Page 1 of 1

Encoding Autodetection Fails With Large HTML String

PostPosted: Tue Aug 24, 2021 12:13 am
by djrecipe
First of all, I just want to point out that "Where to post what" (viewtopic.php?f=4&t=2) is out of date and should point to https://bitbucket.org/chromiumembedded/cef/issues instead.

Issue
Chrome auto-detection of character encoding only checks first X characters in the html string. If there are UTF-16 characters at the end of a long html string, these characters will not render properly in Chrome/CEF. These characters will render properly if the HTML is shortened.

Example
Given this 180,000 character HTML file: https://pastebin.com/LjtHdDs2 , you may open this in Chrome browser or render via CEF and the Chinese text at the end of the HTML string will be garbled.
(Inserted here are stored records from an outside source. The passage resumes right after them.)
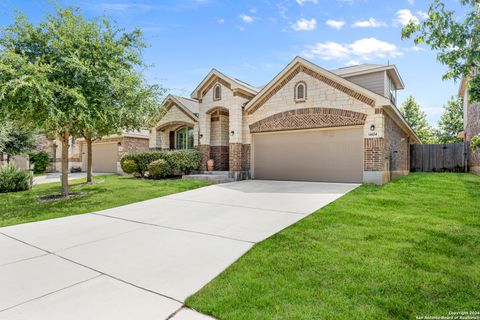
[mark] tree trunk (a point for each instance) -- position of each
(64, 179)
(89, 160)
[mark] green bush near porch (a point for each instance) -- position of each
(180, 161)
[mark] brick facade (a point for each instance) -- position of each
(396, 149)
(235, 157)
(373, 149)
(308, 118)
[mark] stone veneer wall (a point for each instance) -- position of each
(472, 128)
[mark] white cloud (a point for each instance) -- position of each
(305, 25)
(335, 24)
(404, 16)
(370, 23)
(245, 18)
(301, 2)
(364, 49)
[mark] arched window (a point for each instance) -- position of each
(300, 91)
(217, 92)
(184, 139)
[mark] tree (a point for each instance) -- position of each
(451, 122)
(50, 74)
(17, 143)
(456, 40)
(417, 119)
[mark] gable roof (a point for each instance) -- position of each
(366, 68)
(213, 76)
(340, 83)
(188, 106)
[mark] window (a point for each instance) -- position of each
(184, 138)
(300, 91)
(217, 92)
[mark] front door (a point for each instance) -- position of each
(172, 140)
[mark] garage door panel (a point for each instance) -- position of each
(105, 157)
(325, 155)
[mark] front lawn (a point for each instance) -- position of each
(108, 192)
(408, 249)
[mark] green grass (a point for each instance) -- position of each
(109, 191)
(409, 248)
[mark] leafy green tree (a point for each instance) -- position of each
(50, 76)
(18, 143)
(456, 40)
(451, 122)
(108, 64)
(417, 119)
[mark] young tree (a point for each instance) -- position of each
(417, 119)
(17, 143)
(451, 122)
(456, 40)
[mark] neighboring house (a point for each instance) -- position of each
(306, 124)
(108, 151)
(471, 123)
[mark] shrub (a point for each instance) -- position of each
(181, 161)
(39, 160)
(13, 179)
(129, 167)
(159, 169)
(184, 161)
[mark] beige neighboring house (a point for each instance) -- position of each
(306, 124)
(471, 124)
(108, 151)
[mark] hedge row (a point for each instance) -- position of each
(175, 162)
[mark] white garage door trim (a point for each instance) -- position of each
(300, 168)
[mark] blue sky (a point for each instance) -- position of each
(254, 40)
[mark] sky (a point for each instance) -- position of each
(254, 40)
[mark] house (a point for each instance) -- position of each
(307, 124)
(471, 123)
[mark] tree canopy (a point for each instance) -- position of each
(417, 119)
(456, 39)
(69, 76)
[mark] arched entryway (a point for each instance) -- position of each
(219, 138)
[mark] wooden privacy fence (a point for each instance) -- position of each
(438, 157)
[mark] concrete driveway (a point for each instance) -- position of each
(141, 261)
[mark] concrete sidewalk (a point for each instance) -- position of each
(141, 261)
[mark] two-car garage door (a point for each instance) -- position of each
(333, 155)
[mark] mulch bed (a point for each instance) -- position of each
(56, 197)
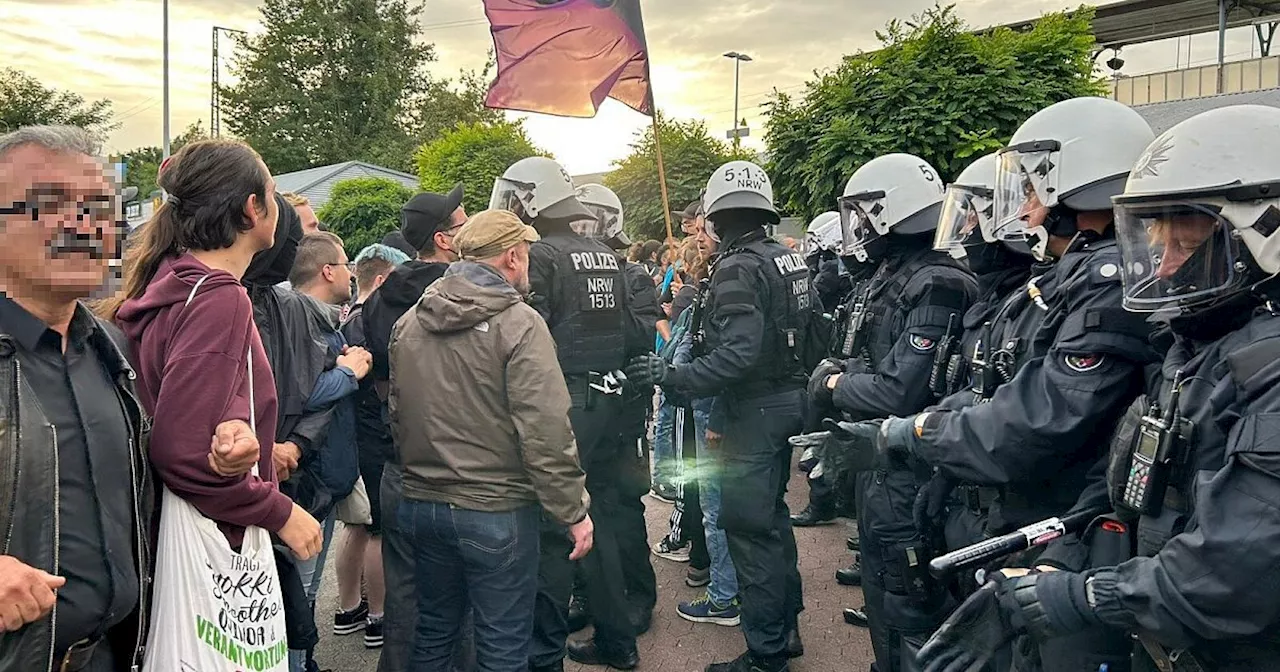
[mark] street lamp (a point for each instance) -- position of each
(737, 63)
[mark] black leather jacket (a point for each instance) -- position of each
(28, 501)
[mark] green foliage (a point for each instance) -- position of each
(689, 154)
(334, 81)
(933, 90)
(24, 101)
(362, 210)
(474, 154)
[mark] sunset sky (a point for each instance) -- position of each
(112, 49)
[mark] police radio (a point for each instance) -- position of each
(1153, 451)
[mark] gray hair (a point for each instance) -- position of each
(55, 138)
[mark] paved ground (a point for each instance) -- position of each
(677, 645)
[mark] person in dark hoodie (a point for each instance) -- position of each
(428, 225)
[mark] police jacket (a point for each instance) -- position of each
(909, 301)
(28, 501)
(755, 316)
(1210, 577)
(580, 291)
(1073, 357)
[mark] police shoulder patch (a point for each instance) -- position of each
(922, 343)
(1084, 362)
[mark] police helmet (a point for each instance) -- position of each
(1200, 214)
(1073, 155)
(892, 193)
(538, 190)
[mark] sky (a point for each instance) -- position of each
(112, 49)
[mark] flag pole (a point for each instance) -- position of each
(662, 169)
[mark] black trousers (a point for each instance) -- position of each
(757, 465)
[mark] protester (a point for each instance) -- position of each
(480, 415)
(360, 556)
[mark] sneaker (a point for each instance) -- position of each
(666, 551)
(374, 634)
(695, 577)
(352, 621)
(705, 611)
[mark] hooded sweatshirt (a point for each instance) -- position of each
(192, 375)
(478, 402)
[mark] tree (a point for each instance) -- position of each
(933, 90)
(474, 154)
(690, 155)
(24, 101)
(362, 210)
(334, 81)
(142, 164)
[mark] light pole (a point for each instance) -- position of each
(737, 63)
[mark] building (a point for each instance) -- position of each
(315, 183)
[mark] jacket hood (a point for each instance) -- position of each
(467, 295)
(173, 282)
(273, 265)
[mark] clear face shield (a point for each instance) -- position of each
(965, 219)
(856, 224)
(1024, 182)
(1175, 252)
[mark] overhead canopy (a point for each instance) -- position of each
(1133, 22)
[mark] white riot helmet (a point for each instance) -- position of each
(606, 223)
(538, 190)
(968, 209)
(892, 193)
(823, 233)
(737, 186)
(1072, 156)
(1198, 218)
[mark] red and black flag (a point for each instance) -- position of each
(566, 56)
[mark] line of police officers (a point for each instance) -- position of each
(969, 398)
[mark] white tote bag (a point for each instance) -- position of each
(214, 609)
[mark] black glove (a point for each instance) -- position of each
(970, 636)
(648, 370)
(931, 501)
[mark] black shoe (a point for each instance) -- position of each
(588, 654)
(750, 663)
(812, 517)
(795, 647)
(577, 615)
(855, 617)
(851, 575)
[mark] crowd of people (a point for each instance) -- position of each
(1070, 350)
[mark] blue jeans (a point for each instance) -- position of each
(484, 560)
(666, 462)
(723, 586)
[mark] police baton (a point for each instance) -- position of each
(1036, 534)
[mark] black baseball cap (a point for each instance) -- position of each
(426, 214)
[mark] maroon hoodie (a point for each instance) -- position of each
(192, 376)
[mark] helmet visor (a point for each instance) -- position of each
(965, 215)
(1024, 184)
(1175, 252)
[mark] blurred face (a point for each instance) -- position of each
(60, 220)
(1180, 236)
(310, 223)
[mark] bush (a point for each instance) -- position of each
(362, 210)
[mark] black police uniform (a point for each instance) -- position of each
(755, 316)
(909, 304)
(1206, 581)
(579, 288)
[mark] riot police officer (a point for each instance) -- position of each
(1197, 228)
(643, 315)
(899, 318)
(750, 356)
(579, 288)
(1055, 370)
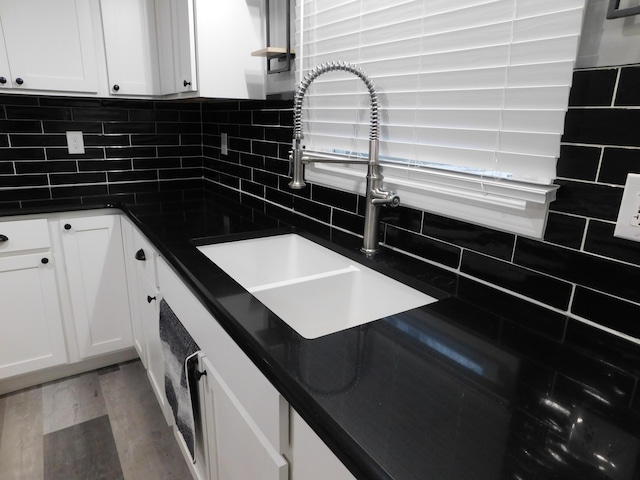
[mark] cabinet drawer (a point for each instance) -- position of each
(144, 257)
(266, 406)
(21, 235)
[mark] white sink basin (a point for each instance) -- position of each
(313, 289)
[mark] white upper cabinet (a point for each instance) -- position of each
(227, 31)
(94, 259)
(48, 46)
(176, 46)
(131, 48)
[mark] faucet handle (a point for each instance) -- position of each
(389, 199)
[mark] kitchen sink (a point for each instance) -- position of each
(315, 290)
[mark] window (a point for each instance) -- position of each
(472, 94)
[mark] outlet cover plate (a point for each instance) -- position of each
(75, 142)
(628, 223)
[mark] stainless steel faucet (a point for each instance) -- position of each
(375, 195)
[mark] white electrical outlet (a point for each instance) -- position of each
(75, 142)
(628, 223)
(224, 148)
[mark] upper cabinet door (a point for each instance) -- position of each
(131, 48)
(176, 46)
(49, 45)
(94, 259)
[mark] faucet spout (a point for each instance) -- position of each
(376, 196)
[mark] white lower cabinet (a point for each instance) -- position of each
(94, 259)
(239, 447)
(31, 334)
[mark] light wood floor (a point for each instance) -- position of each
(104, 425)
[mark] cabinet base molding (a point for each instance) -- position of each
(32, 379)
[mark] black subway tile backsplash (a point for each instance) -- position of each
(592, 88)
(617, 163)
(121, 145)
(521, 280)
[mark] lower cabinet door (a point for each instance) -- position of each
(31, 334)
(237, 447)
(149, 299)
(94, 258)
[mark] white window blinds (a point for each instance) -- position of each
(475, 87)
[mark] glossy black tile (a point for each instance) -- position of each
(62, 127)
(9, 181)
(100, 114)
(421, 246)
(627, 93)
(600, 240)
(130, 127)
(62, 153)
(347, 220)
(106, 140)
(22, 140)
(279, 134)
(164, 139)
(477, 238)
(251, 160)
(517, 279)
(20, 194)
(22, 153)
(48, 166)
(103, 165)
(606, 310)
(38, 113)
(77, 178)
(578, 162)
(7, 168)
(565, 230)
(20, 126)
(266, 117)
(269, 149)
(132, 176)
(602, 126)
(582, 268)
(130, 152)
(403, 217)
(335, 198)
(587, 199)
(593, 87)
(617, 163)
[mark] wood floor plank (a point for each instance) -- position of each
(21, 446)
(146, 445)
(85, 451)
(71, 401)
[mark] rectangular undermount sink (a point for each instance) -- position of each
(313, 289)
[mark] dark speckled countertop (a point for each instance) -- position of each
(464, 388)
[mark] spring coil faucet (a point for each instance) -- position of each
(375, 195)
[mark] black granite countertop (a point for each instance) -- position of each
(479, 385)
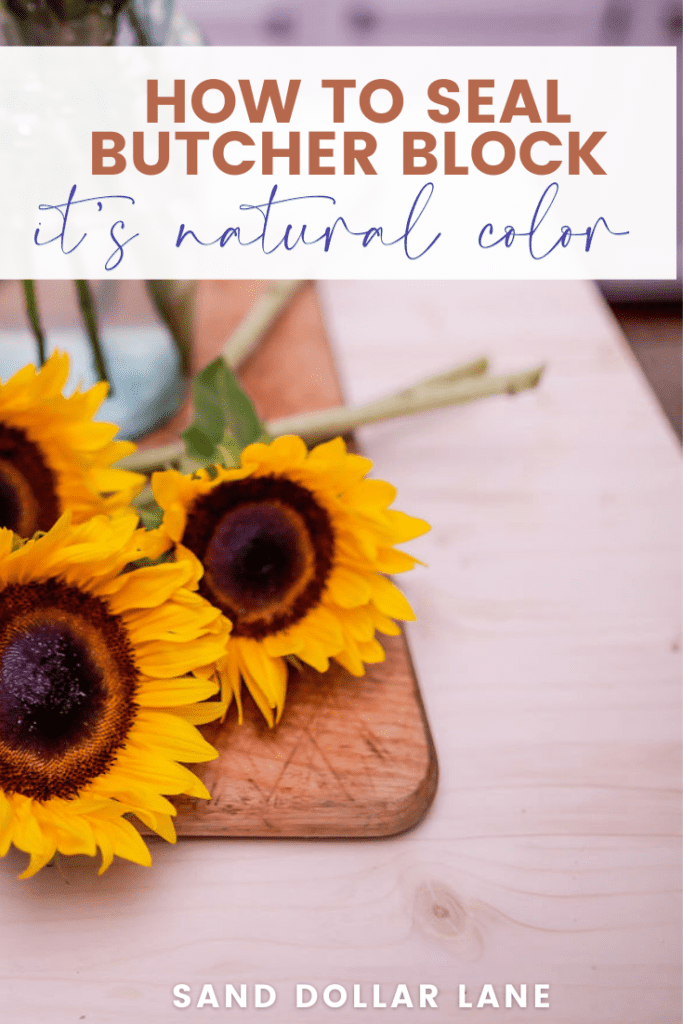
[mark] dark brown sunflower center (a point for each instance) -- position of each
(266, 546)
(28, 495)
(51, 690)
(255, 556)
(68, 683)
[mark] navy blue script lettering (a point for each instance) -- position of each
(272, 238)
(65, 209)
(566, 233)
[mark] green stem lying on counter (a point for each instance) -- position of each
(90, 321)
(34, 317)
(465, 383)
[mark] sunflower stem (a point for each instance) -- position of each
(314, 427)
(138, 29)
(465, 383)
(34, 317)
(251, 331)
(90, 321)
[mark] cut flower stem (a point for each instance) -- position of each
(465, 383)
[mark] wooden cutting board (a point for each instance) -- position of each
(350, 757)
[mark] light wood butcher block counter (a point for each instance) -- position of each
(547, 646)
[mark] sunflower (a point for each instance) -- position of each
(294, 547)
(52, 456)
(100, 672)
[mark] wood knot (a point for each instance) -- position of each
(441, 915)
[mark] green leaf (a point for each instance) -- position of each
(175, 302)
(223, 415)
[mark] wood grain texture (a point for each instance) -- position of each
(548, 649)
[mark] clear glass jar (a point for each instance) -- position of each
(146, 369)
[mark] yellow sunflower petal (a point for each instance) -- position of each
(59, 458)
(72, 620)
(295, 546)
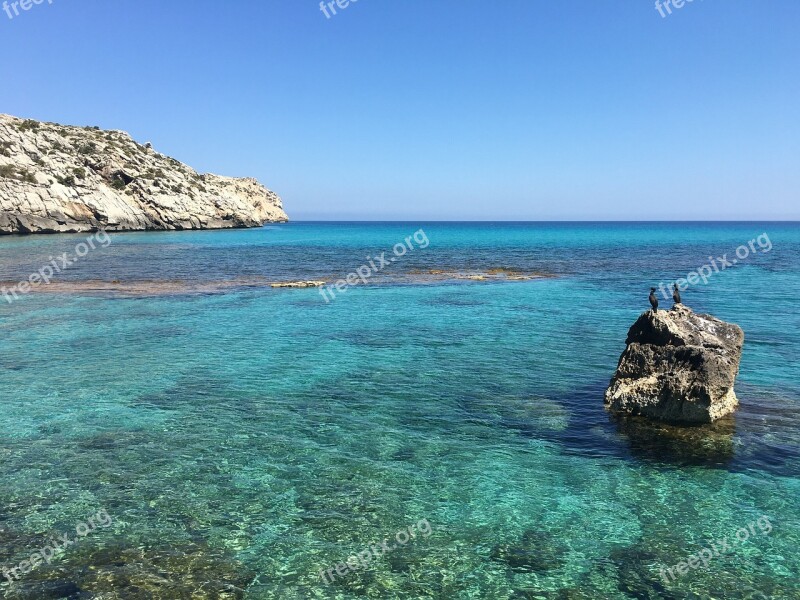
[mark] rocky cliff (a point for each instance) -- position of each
(56, 178)
(678, 367)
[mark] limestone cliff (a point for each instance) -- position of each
(56, 178)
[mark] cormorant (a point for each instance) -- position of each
(653, 299)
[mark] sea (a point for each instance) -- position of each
(430, 424)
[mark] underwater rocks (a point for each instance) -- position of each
(678, 367)
(298, 284)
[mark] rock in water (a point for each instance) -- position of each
(678, 367)
(59, 179)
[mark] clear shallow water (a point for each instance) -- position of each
(243, 441)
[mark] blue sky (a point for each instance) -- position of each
(439, 109)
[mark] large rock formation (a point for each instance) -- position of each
(678, 367)
(55, 178)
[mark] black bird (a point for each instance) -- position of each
(653, 299)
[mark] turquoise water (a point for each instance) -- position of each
(243, 441)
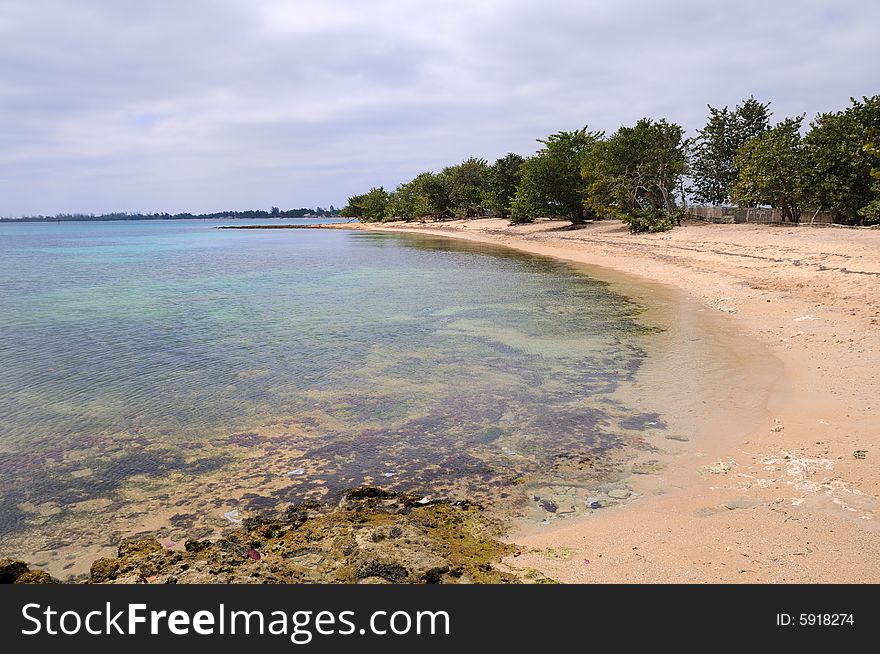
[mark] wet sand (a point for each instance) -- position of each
(755, 478)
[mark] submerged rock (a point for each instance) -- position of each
(373, 535)
(13, 571)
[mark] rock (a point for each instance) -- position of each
(103, 570)
(720, 467)
(647, 467)
(393, 572)
(741, 503)
(367, 493)
(36, 577)
(372, 535)
(139, 546)
(11, 569)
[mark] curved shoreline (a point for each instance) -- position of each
(768, 494)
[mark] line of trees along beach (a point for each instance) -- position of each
(253, 214)
(646, 174)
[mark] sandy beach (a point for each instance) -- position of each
(777, 397)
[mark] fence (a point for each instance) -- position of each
(758, 216)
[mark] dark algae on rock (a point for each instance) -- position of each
(372, 536)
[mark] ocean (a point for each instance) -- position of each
(171, 378)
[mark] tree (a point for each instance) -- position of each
(467, 186)
(369, 207)
(551, 184)
(838, 171)
(504, 176)
(871, 211)
(634, 174)
(712, 164)
(772, 168)
(425, 195)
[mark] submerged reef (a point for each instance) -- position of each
(372, 535)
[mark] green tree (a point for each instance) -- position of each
(369, 207)
(838, 170)
(551, 184)
(772, 167)
(504, 176)
(467, 187)
(871, 211)
(712, 163)
(634, 175)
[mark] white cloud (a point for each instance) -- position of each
(211, 105)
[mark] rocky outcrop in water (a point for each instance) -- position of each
(13, 571)
(372, 536)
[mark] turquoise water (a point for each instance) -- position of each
(156, 376)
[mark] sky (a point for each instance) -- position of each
(154, 105)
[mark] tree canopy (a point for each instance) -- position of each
(772, 168)
(638, 173)
(713, 150)
(635, 173)
(552, 184)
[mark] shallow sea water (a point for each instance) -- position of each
(171, 378)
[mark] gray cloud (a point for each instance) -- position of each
(207, 105)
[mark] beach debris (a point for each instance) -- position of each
(740, 503)
(547, 505)
(558, 553)
(650, 467)
(720, 467)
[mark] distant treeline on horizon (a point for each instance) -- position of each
(648, 173)
(256, 214)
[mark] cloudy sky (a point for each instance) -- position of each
(154, 105)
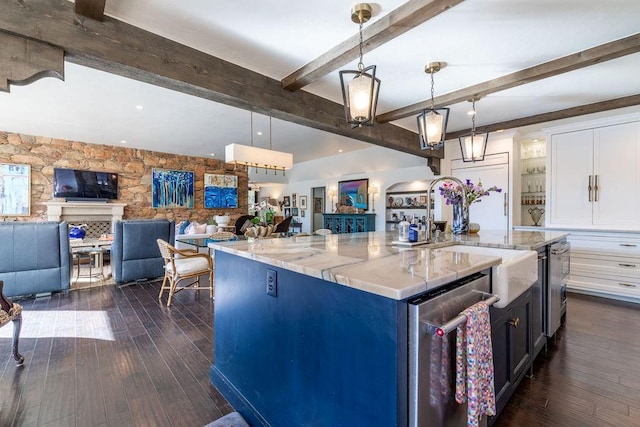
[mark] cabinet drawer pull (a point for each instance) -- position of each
(627, 285)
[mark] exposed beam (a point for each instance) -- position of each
(575, 61)
(24, 61)
(404, 18)
(93, 9)
(119, 48)
(596, 107)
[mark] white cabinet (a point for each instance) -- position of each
(492, 213)
(595, 178)
(605, 264)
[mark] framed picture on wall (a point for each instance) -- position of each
(354, 193)
(220, 191)
(15, 189)
(171, 189)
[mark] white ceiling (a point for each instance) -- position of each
(479, 39)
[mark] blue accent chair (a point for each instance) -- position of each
(35, 257)
(134, 251)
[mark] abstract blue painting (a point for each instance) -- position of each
(220, 191)
(172, 189)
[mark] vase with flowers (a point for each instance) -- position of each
(452, 194)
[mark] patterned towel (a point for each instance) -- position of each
(474, 364)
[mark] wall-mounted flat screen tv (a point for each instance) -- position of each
(73, 184)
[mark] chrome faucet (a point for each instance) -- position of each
(429, 221)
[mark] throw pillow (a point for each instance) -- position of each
(246, 225)
(183, 226)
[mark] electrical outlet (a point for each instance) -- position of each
(272, 283)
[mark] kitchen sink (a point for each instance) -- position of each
(517, 272)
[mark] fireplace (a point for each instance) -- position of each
(93, 214)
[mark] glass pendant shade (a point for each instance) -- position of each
(473, 146)
(432, 128)
(360, 95)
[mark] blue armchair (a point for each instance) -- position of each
(134, 251)
(35, 257)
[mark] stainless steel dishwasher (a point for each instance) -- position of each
(556, 292)
(433, 318)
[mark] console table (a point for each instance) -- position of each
(350, 223)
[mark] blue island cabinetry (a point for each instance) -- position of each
(317, 353)
(350, 223)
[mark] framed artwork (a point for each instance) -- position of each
(15, 189)
(220, 191)
(171, 189)
(354, 193)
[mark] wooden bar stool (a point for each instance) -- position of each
(11, 312)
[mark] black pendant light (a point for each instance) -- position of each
(360, 87)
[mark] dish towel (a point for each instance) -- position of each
(474, 364)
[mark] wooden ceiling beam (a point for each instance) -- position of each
(581, 110)
(119, 48)
(404, 18)
(575, 61)
(93, 9)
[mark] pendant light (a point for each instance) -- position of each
(473, 145)
(432, 122)
(360, 87)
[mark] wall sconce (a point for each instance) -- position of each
(472, 145)
(432, 122)
(373, 190)
(360, 94)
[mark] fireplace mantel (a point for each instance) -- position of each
(87, 211)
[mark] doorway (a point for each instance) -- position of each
(318, 203)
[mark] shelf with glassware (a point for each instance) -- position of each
(405, 205)
(533, 172)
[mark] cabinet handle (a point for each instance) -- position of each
(627, 285)
(506, 205)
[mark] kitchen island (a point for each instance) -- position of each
(313, 330)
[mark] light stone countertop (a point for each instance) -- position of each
(371, 263)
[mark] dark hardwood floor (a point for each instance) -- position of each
(109, 356)
(590, 374)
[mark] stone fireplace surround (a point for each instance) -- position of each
(94, 214)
The Chinese characters will be rendered properly if:
1. Many of the <rect></rect> elements are removed, resulting in a shorter HTML string overall.
2. A single UTF-16 character is added somewhere towards the beginning of the HTML string.
3. <meta charset="utf-16"/> is added at the beginning of the file

Theory
Chrome checks the first X characters of the HTML string to autodetect encoding. This number is somewhere around unsigned short max (65535). If no special chars are found, it defaults to UTF-8 (?)

I'm not sure this is really a "bug" persay, but it is somewhat strange behavior with no warning that can cause confusion for developers.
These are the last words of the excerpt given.